Christina complained that the finance company and the mortgage broker had conspired to charge her unreasonable application fees. The finance company had charged $4,295 and the broker $4,750. Christina also complained that the interest rate was too high. At the time she borrowed the money bank interest rates were around 4.45% per annum but the finance company charged her 7.75% per annum.
Finally, Christina said that the finance company had no authority to sell the property because the PLA notice was not properly served. Rather than being personally served on Christina the notice was just stuck on a door.
The finance company were confident they had followed the correct loan application process and that the lending was affordable. The letter of offer set out the loan terms for Christina to check. The finance company also said that they had the legal right to sell the property, having applied to the court for permission to depart from the usual requirement to personally serve the PLA notice on Christina.
While we had some concerns about lending a large sum to someone who’s income was coming from ACC and insurance, on the basis of the information presented to the finance company, the loan appeared to be affordable. Instead it seemed that Christina’s changing circumstances had caused the default.
Under the Responsible Lending Code, the finance company were obliged to consider a hardship relief application. Although Christina had not made a formal application, we could see that the finance company had done everything they could to help Christina keep the house.
We were also satisfied that the brokerage and establishment fees had been disclosed, as had the interest rate.
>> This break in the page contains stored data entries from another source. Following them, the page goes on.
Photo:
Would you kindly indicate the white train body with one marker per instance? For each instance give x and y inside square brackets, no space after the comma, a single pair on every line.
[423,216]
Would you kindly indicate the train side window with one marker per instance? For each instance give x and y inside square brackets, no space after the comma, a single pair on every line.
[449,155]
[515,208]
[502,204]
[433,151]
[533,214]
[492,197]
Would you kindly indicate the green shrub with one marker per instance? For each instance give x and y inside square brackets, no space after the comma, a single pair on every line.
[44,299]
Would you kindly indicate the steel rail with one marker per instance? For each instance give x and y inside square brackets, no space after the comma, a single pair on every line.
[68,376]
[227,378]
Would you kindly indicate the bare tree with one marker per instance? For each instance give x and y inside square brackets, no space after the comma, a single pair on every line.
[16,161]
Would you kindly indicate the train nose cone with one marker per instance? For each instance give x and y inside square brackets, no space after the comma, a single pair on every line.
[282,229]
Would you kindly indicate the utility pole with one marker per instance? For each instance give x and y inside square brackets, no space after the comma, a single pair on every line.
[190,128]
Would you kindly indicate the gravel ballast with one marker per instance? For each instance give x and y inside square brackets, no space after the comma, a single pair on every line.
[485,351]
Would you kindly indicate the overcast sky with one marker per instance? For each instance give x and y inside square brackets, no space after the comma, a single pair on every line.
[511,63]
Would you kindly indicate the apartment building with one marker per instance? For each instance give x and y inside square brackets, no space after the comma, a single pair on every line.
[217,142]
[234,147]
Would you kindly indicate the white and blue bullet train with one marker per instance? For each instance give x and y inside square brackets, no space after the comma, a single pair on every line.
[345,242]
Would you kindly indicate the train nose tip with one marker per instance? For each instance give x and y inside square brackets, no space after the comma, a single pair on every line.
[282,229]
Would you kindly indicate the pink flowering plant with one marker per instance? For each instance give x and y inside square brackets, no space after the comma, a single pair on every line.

Finally, we explained to Christina how the finance company had gained the ability to sell her house. When Christina borrowed the $950,000, she gave the finance company a mortgage over the property. If Christina did not repay the loan, the finance company could sell the property to recover the debt owed.
The Property Law Act sets out the process to be followed before a mortgagee can sell a property. Usually this involves serving the PLA notice on the borrower in person. However, because Christina was overseas and not prepared to appoint someone else to receive the PLA notice, the finance company applied to the court.
The court agreed that instead of serving the PLA notice in person, the finance company could serve the notice by email and by fixing the PLA notice to the front door. Christina had replied to the email with the PLA notice attached, so she knew what she needed to do to avoid the finance company selling the property.
We were satisfied the finance company had properly served the PLA notice and, given that the notice has expired unremedied, the finance company were entitled to sell the property.
After receiving our preliminary decision, Christina put the property on the market again with an imminent auction date. We hoped that the property will sell for enough to repay her debt. However, if the property does not sell, it was our view that the finance company was entitled to sell the property at a mortgagee sale.
Christina was still of the opinion that the lending was not responsible and that the interest and fees charged were too high.
We confirmed our view that the lending was affordable, and it was a change in circumstances that had led to the default. The interest and fees were disclosed to Christina before the loan was drawn down.
We did not uphold the complaint.
Insights for consumers
If your circumstances change making repaying a loan unaffordable it is important to talk to your lender early. Most lenders will allow you time to sell a property voluntarily before they step in as mortgagee and sell the property but making promises you cannot keep will not help.